NukeBase

Custom POST Endpoints

Define POST routes by attaching handlers to nukebase.app. Two flavors are available:

  • app.postWithBody(path, handler) - POST endpoint with automatic body parsing and authentication.
  • app.post(path, handler) - Lightweight POST handler with no automatic parsing.
Parameter order: All handlers receive (res, req)res first, then req. This matches the underlying uWebSockets convention and is the opposite of Express.

For serving static files (HTML, CSS, JS, images), see Serving Static Files.

postWithBody (POST with Body Parsing)

Use postWithBody to create POST endpoints with automatic body parsing and authentication. It automatically calls checkAuth(req, res) and populates req.admin with the authenticated user's information.

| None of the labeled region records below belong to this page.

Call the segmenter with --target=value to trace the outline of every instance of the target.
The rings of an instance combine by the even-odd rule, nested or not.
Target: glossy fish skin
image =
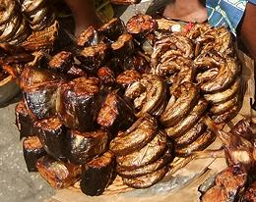
[[[254,138],[253,132],[251,130],[251,119],[240,120],[230,130],[232,134],[242,136],[247,140]]]
[[[111,48],[116,57],[132,55],[135,51],[132,35],[128,33],[120,35],[117,40],[111,44]]]
[[[81,177],[81,166],[56,161],[49,156],[41,157],[36,168],[41,177],[56,189],[67,188]]]
[[[61,82],[42,82],[23,91],[27,107],[36,119],[44,119],[55,115],[57,89]]]
[[[115,84],[115,74],[108,67],[101,67],[97,70],[96,76],[100,80],[100,84],[104,86],[113,86]]]
[[[214,115],[212,116],[212,119],[216,124],[226,123],[231,119],[233,119],[238,114],[239,110],[240,110],[240,103],[237,102],[230,110],[221,115]]]
[[[178,124],[199,99],[198,88],[189,82],[182,83],[174,93],[177,93],[177,100],[172,106],[165,109],[160,119],[166,127]]]
[[[12,19],[16,14],[17,9],[19,8],[17,1],[2,0],[1,4],[3,4],[1,5],[3,6],[3,11],[1,11],[0,14],[0,25],[6,24],[10,19]]]
[[[164,131],[158,131],[154,139],[142,149],[133,153],[117,156],[117,164],[126,169],[133,170],[142,168],[157,161],[166,150],[167,135]]]
[[[115,91],[106,96],[96,118],[97,124],[111,133],[127,129],[135,120],[133,109]]]
[[[256,201],[256,182],[254,181],[249,187],[246,189],[243,200],[246,202]]]
[[[26,19],[22,20],[22,23],[18,28],[18,30],[16,31],[14,37],[12,37],[12,39],[10,39],[8,42],[12,45],[19,45],[21,44],[23,41],[26,40],[26,38],[31,34],[31,28],[29,26],[28,22],[26,21]]]
[[[146,87],[139,81],[132,82],[125,90],[124,95],[130,99],[136,99],[146,91]]]
[[[134,170],[125,169],[117,165],[116,167],[117,174],[120,177],[125,178],[134,178],[134,177],[145,176],[147,174],[154,173],[159,169],[161,169],[165,165],[169,164],[174,158],[173,155],[174,146],[170,142],[168,142],[167,144],[168,146],[164,154],[156,162]]]
[[[231,98],[233,98],[241,86],[241,79],[237,77],[231,86],[222,92],[217,92],[215,94],[204,94],[204,97],[207,101],[213,104],[224,103]]]
[[[235,59],[227,57],[224,63],[220,65],[219,74],[201,85],[201,90],[206,93],[220,92],[226,89],[236,78],[240,67]]]
[[[89,71],[96,71],[102,66],[109,55],[109,48],[106,44],[100,43],[95,46],[85,47],[79,55],[79,60],[89,68]]]
[[[62,75],[52,73],[49,70],[28,67],[23,70],[20,76],[20,87],[25,89],[43,82],[60,81],[63,78]]]
[[[48,68],[59,73],[67,73],[74,62],[74,56],[71,52],[60,51],[49,61]]]
[[[203,118],[202,118],[203,119]],[[177,148],[183,148],[192,144],[205,131],[206,126],[203,121],[199,121],[191,129],[182,136],[175,138]]]
[[[99,82],[96,77],[79,77],[61,85],[57,112],[61,122],[71,129],[94,130],[96,114]]]
[[[35,14],[30,16],[30,24],[32,25],[35,25],[36,24],[39,24],[43,18],[45,18],[49,14],[48,8],[43,7],[39,9]]]
[[[154,75],[143,75],[140,82],[146,87],[146,101],[142,109],[136,114],[137,117],[142,117],[146,113],[154,114],[158,107],[165,102],[166,86],[163,80]]]
[[[0,34],[0,42],[11,40],[15,36],[15,33],[19,29],[21,24],[21,15],[14,16],[13,19],[6,24],[4,31]]]
[[[34,123],[34,133],[39,137],[45,151],[56,160],[65,160],[67,128],[57,117]]]
[[[127,88],[128,86],[132,85],[132,83],[138,81],[140,78],[140,73],[135,70],[127,70],[117,76],[116,82],[120,86]]]
[[[45,0],[24,0],[22,2],[22,11],[27,14],[33,13],[37,8],[43,6],[45,2]]]
[[[215,185],[202,196],[201,201],[238,201],[246,183],[246,171],[242,165],[234,164],[217,175]]]
[[[205,131],[195,141],[189,145],[176,150],[176,154],[179,157],[187,157],[195,151],[202,151],[214,142],[216,135],[212,131]]]
[[[81,47],[88,47],[97,45],[100,36],[94,26],[89,26],[86,30],[82,31],[77,39],[77,44]]]
[[[148,188],[158,183],[160,179],[162,179],[166,173],[168,172],[167,167],[163,167],[154,173],[148,174],[143,177],[138,177],[135,178],[124,178],[124,184],[133,187],[133,188]]]
[[[23,153],[28,172],[37,172],[35,167],[37,160],[46,155],[39,138],[37,136],[26,137],[23,141]]]
[[[235,105],[237,105],[238,99],[239,99],[239,96],[236,95],[234,98],[227,100],[226,102],[213,105],[210,112],[213,115],[217,115],[217,116],[222,115],[222,114],[229,111]]]
[[[110,142],[110,150],[116,155],[131,154],[150,142],[156,135],[157,120],[151,116],[138,119],[123,135]]]
[[[115,158],[111,152],[105,152],[85,165],[80,187],[83,193],[90,196],[102,194],[112,180]]]
[[[137,40],[144,39],[147,34],[157,29],[158,22],[149,15],[138,14],[126,24],[126,28]]]
[[[123,66],[124,71],[135,70],[138,71],[140,74],[147,74],[151,70],[148,59],[140,53],[125,58]]]
[[[204,83],[205,81],[211,79],[218,75],[218,68],[212,68],[204,73],[199,73],[196,76],[198,83]]]
[[[23,137],[32,135],[33,131],[33,119],[27,109],[25,102],[20,101],[15,108],[16,126],[20,131],[20,140]]]
[[[102,154],[108,140],[108,133],[101,129],[92,132],[71,130],[65,138],[65,153],[70,162],[82,165]]]
[[[181,120],[174,126],[165,128],[167,135],[173,138],[182,136],[204,116],[207,107],[208,102],[206,100],[199,100],[198,104],[192,109],[186,118]]]
[[[247,173],[254,173],[256,156],[253,141],[220,129],[209,117],[206,117],[205,124],[222,140],[227,164],[241,164]]]
[[[125,25],[119,18],[115,18],[99,27],[98,32],[111,41],[115,41],[125,32]]]

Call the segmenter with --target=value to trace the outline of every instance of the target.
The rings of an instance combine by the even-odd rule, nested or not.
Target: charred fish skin
[[[125,58],[123,61],[123,66],[124,71],[135,70],[140,74],[148,74],[151,70],[150,63],[141,54],[136,54]]]
[[[222,92],[217,92],[214,94],[204,94],[204,97],[207,101],[213,104],[220,104],[226,102],[227,100],[233,98],[238,91],[240,90],[242,80],[241,78],[237,77],[231,86]]]
[[[167,147],[167,135],[164,131],[158,131],[154,139],[142,149],[133,153],[117,156],[118,166],[126,170],[142,168],[157,161]]]
[[[157,120],[151,116],[138,119],[123,135],[110,142],[110,150],[116,155],[127,155],[137,151],[150,142],[156,135]]]
[[[65,154],[70,162],[83,165],[107,149],[109,135],[104,130],[80,132],[70,130],[65,138]]]
[[[166,127],[178,124],[199,99],[198,88],[189,82],[182,83],[174,93],[177,94],[178,99],[172,106],[165,109],[160,119],[160,123]]]
[[[240,102],[240,101],[238,101],[238,102]],[[214,115],[214,116],[212,116],[212,119],[216,124],[227,123],[238,114],[240,107],[241,107],[241,104],[236,103],[230,110],[228,110],[221,115]]]
[[[71,52],[61,51],[55,54],[49,61],[49,68],[56,72],[67,73],[74,62],[73,54]]]
[[[77,39],[78,46],[89,47],[97,45],[100,40],[100,36],[94,26],[89,26],[86,30],[82,31]]]
[[[115,74],[108,67],[101,67],[97,70],[96,76],[100,80],[100,84],[104,86],[113,86],[115,83]]]
[[[202,133],[205,131],[206,126],[203,121],[196,124],[191,129],[189,129],[182,136],[175,138],[177,148],[189,147]]]
[[[150,74],[144,74],[140,81],[146,87],[146,101],[136,116],[155,115],[158,108],[165,103],[165,83],[159,76]]]
[[[134,178],[134,177],[145,176],[147,174],[154,173],[155,171],[161,169],[165,165],[169,164],[174,158],[174,154],[173,154],[174,145],[171,142],[168,142],[167,144],[168,146],[166,148],[166,151],[156,162],[134,170],[125,169],[117,165],[116,167],[117,174],[120,177],[125,178]]]
[[[158,22],[149,15],[139,14],[132,17],[126,24],[127,31],[137,40],[143,40],[147,34],[159,26]]]
[[[134,53],[134,42],[131,34],[124,33],[111,44],[113,55],[116,57],[127,57]]]
[[[88,164],[82,173],[80,187],[83,193],[90,196],[102,194],[104,189],[112,180],[114,171],[114,155],[111,152],[105,152]]]
[[[119,18],[112,19],[99,27],[98,32],[103,34],[109,40],[115,41],[125,32],[124,23]]]
[[[67,128],[57,117],[34,123],[34,133],[39,137],[45,151],[54,159],[65,160]]]
[[[247,174],[240,164],[234,164],[218,174],[215,183],[216,185],[202,196],[202,202],[220,201],[220,197],[223,201],[237,201],[247,183]]]
[[[118,129],[127,129],[135,121],[133,109],[116,91],[109,93],[97,115],[96,122],[111,133]]]
[[[207,107],[208,102],[204,99],[200,99],[186,118],[181,120],[176,126],[165,128],[167,135],[173,138],[182,136],[184,132],[188,131],[203,117]]]
[[[109,46],[100,43],[95,46],[85,47],[79,54],[78,59],[83,63],[85,69],[95,73],[100,66],[104,65],[109,55]]]
[[[46,155],[39,138],[37,136],[26,137],[23,141],[23,153],[28,172],[37,172],[35,167],[37,160]]]
[[[141,74],[135,70],[127,70],[121,73],[116,77],[116,83],[126,89],[132,83],[138,81],[141,78]]]
[[[23,91],[27,107],[36,117],[45,119],[56,114],[57,89],[61,82],[44,82]]]
[[[15,108],[16,126],[20,131],[20,140],[33,133],[33,119],[26,108],[25,102],[20,101]]]
[[[245,194],[243,196],[244,202],[253,202],[256,201],[256,182],[254,181],[249,187],[246,189]]]
[[[96,77],[79,77],[61,85],[58,116],[71,129],[94,130],[98,106],[96,106],[99,82]]]
[[[215,141],[214,132],[207,130],[200,135],[194,142],[183,148],[178,148],[176,154],[179,157],[188,157],[195,151],[202,151]]]
[[[1,20],[0,20],[0,25],[6,24],[10,19],[14,17],[17,10],[19,9],[19,4],[17,1],[8,1],[3,0],[1,1],[1,6],[3,11],[1,11]]]
[[[22,89],[30,88],[33,85],[38,85],[39,83],[49,82],[49,81],[62,81],[65,77],[60,75],[53,73],[45,69],[32,69],[26,67],[20,76],[20,87]]]
[[[218,116],[229,111],[237,105],[239,97],[240,96],[237,94],[234,98],[227,100],[226,102],[213,105],[210,110],[211,114]]]
[[[219,74],[201,85],[201,90],[206,93],[215,93],[225,90],[236,78],[240,67],[235,59],[227,57],[224,63],[221,63]]]
[[[56,189],[67,188],[81,177],[81,166],[56,161],[49,156],[41,157],[36,168],[41,177]]]
[[[166,173],[168,172],[167,167],[163,167],[154,173],[148,174],[143,177],[138,177],[135,178],[124,178],[124,184],[133,187],[133,188],[148,188],[158,183],[160,179],[162,179]]]
[[[242,119],[240,120],[230,130],[234,135],[242,136],[247,140],[253,138],[253,132],[251,130],[251,120]]]

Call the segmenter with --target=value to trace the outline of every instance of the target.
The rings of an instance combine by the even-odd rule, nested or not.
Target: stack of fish
[[[46,0],[1,0],[0,42],[21,44],[32,30],[41,30],[55,20]]]
[[[228,66],[196,63],[210,45],[197,45],[195,30],[162,30],[140,14],[126,26],[113,19],[98,29],[88,27],[74,52],[35,57],[35,67],[21,74],[23,100],[16,108],[29,171],[38,170],[55,188],[80,180],[84,193],[99,195],[115,174],[128,186],[152,186],[175,155],[210,145],[216,135],[205,116],[214,109],[207,96],[215,94],[208,86],[220,86],[214,93],[230,90],[239,70],[233,52],[227,53],[231,43],[222,38],[229,34],[225,29],[213,52]]]
[[[204,26],[196,25],[189,33],[198,51],[194,60],[199,70],[196,79],[212,104],[213,120],[221,124],[231,120],[242,103],[241,68],[235,60],[230,33],[224,27]]]
[[[41,30],[53,24],[55,13],[47,0],[20,0],[22,12],[29,20],[32,30]]]
[[[110,142],[118,175],[134,188],[150,187],[165,176],[173,148],[164,130],[158,129],[157,120],[149,115]]]
[[[0,42],[19,44],[31,33],[28,21],[23,17],[16,0],[0,1]]]

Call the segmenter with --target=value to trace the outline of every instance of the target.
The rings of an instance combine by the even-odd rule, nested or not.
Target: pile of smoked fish
[[[205,150],[202,153],[213,155],[223,152],[228,167],[218,174],[214,180],[208,179],[201,184],[201,201],[256,201],[255,118],[240,120],[229,132],[221,130],[212,121],[208,120],[207,125],[220,137],[224,147],[219,151]]]
[[[0,42],[18,45],[49,26],[55,13],[47,0],[0,0]]]
[[[206,116],[221,126],[238,113],[240,71],[224,27],[172,32],[142,14],[90,26],[73,51],[21,73],[16,118],[28,170],[54,188],[80,181],[88,195],[102,194],[117,175],[150,187],[174,157],[215,140]]]

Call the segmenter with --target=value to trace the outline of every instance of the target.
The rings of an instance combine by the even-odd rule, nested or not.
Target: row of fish
[[[1,0],[0,4],[0,42],[21,44],[32,30],[41,30],[55,20],[45,0]]]
[[[28,170],[55,188],[80,180],[84,193],[99,195],[116,175],[128,186],[152,186],[175,156],[210,145],[216,133],[205,124],[215,109],[209,96],[233,98],[225,91],[236,82],[239,88],[239,67],[231,43],[220,45],[227,41],[225,29],[195,26],[172,33],[148,15],[126,25],[113,19],[83,31],[75,50],[39,53],[25,65],[16,118]],[[211,50],[198,28],[220,34]],[[220,65],[195,63],[207,48]],[[217,74],[206,79],[200,74],[207,70]]]

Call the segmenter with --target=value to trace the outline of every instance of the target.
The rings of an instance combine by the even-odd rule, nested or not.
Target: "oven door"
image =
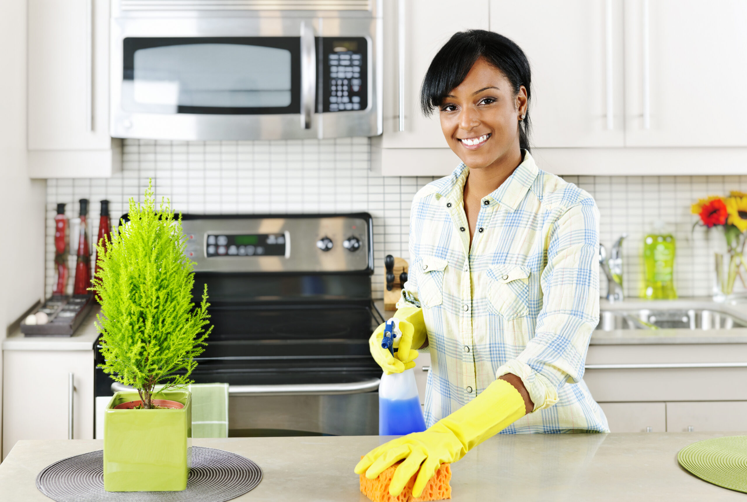
[[[325,23],[308,13],[205,15],[139,13],[112,19],[112,137],[275,139],[381,134],[376,19],[359,16]],[[341,57],[351,64],[344,67]],[[355,75],[343,73],[353,68]]]

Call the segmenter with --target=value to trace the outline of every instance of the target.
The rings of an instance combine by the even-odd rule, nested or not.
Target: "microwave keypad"
[[[340,50],[344,48],[339,43],[325,51],[325,112],[365,110],[368,106],[365,51],[361,50],[365,48],[365,39],[356,43],[348,42],[347,46],[357,51]]]

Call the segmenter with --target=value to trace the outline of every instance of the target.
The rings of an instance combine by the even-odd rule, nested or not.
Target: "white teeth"
[[[480,143],[483,142],[483,141],[485,141],[487,139],[488,139],[488,135],[487,134],[483,134],[483,136],[480,137],[479,138],[472,138],[472,139],[462,139],[462,142],[463,142],[465,145],[469,145],[470,146],[474,146],[475,145],[479,145]]]

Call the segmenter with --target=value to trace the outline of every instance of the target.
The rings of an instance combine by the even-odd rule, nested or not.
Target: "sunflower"
[[[740,232],[747,230],[747,197],[729,197],[726,199],[726,210],[729,213],[729,225]]]
[[[703,206],[710,204],[713,201],[723,201],[723,197],[719,197],[718,195],[710,195],[707,198],[698,198],[698,201],[695,202],[691,207],[691,210],[692,214],[700,214],[703,210]]]

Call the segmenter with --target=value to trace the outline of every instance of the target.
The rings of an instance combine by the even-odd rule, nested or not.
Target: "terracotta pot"
[[[150,401],[152,404],[156,406],[160,406],[161,408],[170,408],[172,410],[181,410],[185,407],[185,405],[182,403],[178,403],[175,401],[169,401],[168,399],[152,399]],[[117,404],[114,407],[114,410],[133,410],[135,407],[140,406],[143,401],[128,401],[126,403],[123,403],[122,404]]]

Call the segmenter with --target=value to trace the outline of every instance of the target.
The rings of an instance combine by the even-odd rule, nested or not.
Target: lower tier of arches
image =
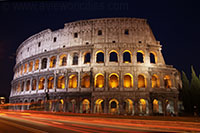
[[[11,97],[14,110],[45,110],[53,112],[116,114],[116,115],[177,115],[176,93],[46,93]],[[21,104],[20,104],[21,103]],[[14,104],[15,105],[15,104]]]

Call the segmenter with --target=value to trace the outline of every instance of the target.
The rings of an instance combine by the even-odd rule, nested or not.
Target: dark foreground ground
[[[0,110],[0,133],[200,132],[199,117],[115,116]]]

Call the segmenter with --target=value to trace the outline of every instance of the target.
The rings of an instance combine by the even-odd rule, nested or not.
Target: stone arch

postWithBody — automatic auth via req.admin
// postWithBody automatically parses the body AND runs checkAuth()
nukebase.app.postWithBody('/api/contact', (res, req) => {
  // req.admin is automatically populated by checkAuth()
  if (!req.admin.uid) {
    return res.send(JSON.stringify({ status: "Failed", message: "Not authenticated" }));
  }

  const { name, email, message } = req.body;

  // Save to database with the authenticated user's ID
  set(["contactForms", generateRequestId()], {
    name,
    email,
    message,
    userId: req.admin.uid,
    timestamp: Date.now()
  });

  res.send(JSON.stringify({ status: "Success" }));
});

// req object includes:
// req.admin    - Auth object from checkAuth() (always present)
// req.body     - Parsed request body
// req.host     - Request host header
// req.method   - HTTP method
// req.getHeader(name) - Get any request header
//
// req.admin includes (always present):
// req.admin.cookies   - Parsed cookies object
// req.admin.urlParams - Parsed query string parameters
// req.admin.referer, req.admin.userAgent, req.admin.ip, req.admin.url
//
// req.admin includes (only when authenticated):
// req.admin.uid, req.admin.username, req.admin.token, req.admin.claims

Supported content types for postWithBody:

  • application/json - Parsed as JSON object
  • application/x-www-form-urlencoded - Parsed as key-value pairs
  • multipart/form-data - Parsed with file upload support (file fields become arrays of { filename, type, data: Buffer })
  • text/plain - Available as req.body.text
res.send() helper: res.send(body, status) writes the status (default "200 OK") and ends the response in one call. Only available in postWithBody handlers — raw post uses res.writeStatus() + res.end() directly.

Raw post (Lightweight)

Use raw post for lightweight endpoints that don't need body parsing. You must manually call checkAuth(req, res) to get authentication information:

Raw post — manual checkAuth(req, res)
// Raw post — no automatic parsing, no req.admin
nukebase.app.post('/api/status', (res, req) => {
  // Must manually call checkAuth(req, res) to get auth info
  const auth = checkAuth(req, res);

  if (!auth.uid) {
    res.writeStatus("401 Unauthorized");
    return res.end(JSON.stringify({ status: "Failed", message: "Not authenticated" }));
  }

  res.end(JSON.stringify({
    status: "Success",
    user: auth.username,
    role: auth.claims.role
  }));
});

// Raw post only has access to raw uWebSockets methods:
// req.getHeader(name) - Get a request header
// req.getUrl()        - Get the URL path
// req.getQuery()      - Get the raw query string
// req.getMethod()     - Get the HTTP method

Auth Context

Both req.admin (in postWithBody) and the return value of checkAuth(req, res) (in raw post) return the standard auth context object — see Auth Context for the full property list and shape.

When to use which?

  • Use postWithBody when you need to read the request body (JSON, form data, file uploads). Authentication is handled automatically via req.admin.
  • Use raw post when you don't need body parsing (simple status checks, redirects, lightweight responses). Call checkAuth(req, res) manually to get auth info.